Sont exemptés de la taxe de sortie les oeuvres cinématographiques destinées exclusivement à la projection dans les théâtres cinématographiques classés d'art et d'essai, sous réserve que les séances de projection de chaque oeuvre cinématographique ne s'étendent pas sur plus de quatre semaines à Paris et douze semaines en dehors de Paris.

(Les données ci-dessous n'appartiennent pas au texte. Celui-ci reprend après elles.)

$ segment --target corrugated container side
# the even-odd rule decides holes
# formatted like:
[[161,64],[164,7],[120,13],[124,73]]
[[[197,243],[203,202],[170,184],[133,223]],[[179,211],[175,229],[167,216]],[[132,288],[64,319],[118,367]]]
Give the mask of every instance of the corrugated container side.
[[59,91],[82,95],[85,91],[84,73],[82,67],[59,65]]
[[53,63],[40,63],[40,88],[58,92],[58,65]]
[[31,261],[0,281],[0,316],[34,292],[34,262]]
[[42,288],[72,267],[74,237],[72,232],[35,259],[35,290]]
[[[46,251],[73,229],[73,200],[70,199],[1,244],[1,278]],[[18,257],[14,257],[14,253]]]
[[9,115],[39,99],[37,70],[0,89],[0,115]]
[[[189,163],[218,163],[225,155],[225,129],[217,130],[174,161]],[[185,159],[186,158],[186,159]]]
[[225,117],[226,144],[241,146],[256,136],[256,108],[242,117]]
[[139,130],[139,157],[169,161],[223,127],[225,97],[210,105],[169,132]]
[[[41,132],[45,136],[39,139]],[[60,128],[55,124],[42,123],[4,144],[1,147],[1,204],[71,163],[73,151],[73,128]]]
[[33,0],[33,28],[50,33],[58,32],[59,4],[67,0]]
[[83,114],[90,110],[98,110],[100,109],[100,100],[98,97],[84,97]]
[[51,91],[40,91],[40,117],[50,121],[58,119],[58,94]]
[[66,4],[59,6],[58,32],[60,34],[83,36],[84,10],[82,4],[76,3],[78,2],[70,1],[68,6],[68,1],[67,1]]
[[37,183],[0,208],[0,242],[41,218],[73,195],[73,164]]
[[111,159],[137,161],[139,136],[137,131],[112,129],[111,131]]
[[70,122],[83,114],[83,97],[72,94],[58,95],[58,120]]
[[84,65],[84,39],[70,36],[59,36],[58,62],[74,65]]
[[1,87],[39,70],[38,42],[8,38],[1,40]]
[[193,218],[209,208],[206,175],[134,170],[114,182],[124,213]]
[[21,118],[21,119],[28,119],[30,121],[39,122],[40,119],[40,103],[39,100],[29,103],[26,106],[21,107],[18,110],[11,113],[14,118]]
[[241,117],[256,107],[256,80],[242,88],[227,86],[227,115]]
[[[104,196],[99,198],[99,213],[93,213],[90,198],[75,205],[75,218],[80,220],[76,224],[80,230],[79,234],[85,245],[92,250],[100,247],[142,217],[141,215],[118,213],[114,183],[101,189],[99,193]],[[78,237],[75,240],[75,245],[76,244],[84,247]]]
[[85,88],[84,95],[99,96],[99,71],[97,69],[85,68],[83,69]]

Sont exemptés de la taxe de sortie les oeuvres cinématographiques exclusivement destinés à des séances pour enfants et dont la liste est établie par une commission instituée auprès du centre national de la cinématographie, dont la composition est fixée par arrêté du ministre d'Etat chargé des affaires culturelles.
Les accords d'échanges d'oeuvres cinématographiques conclus entre la France et les pays étrangers peuvent prévoir, notamment à titre de réciprocité pour l'octroi d'avantages fiscaux, le remboursement de la taxe de sortie d'oeuvres cinématographiques payée à l'occasion de la mise en exploitation en France d'oeuvres cinématographiques de ces pays. Sauf en ce qui concerne les oeuvres cinématographiques qui ont la nationalité de l'un des Etats membres de la Communauté économique européenne, ce remboursement ne peut avoir lieu qu'à due concurrence du nombre d'oeuvres cinématographiques françaises exploitées dans le pays considéré.
Le produit de la taxe est porté en recettes au compte d'affectation spéciale institué par l'article 76 de la loi de finances pour 1960. Le remboursement de la taxe prévu à l'alinéa précédent est porté en dépenses à ce même compte.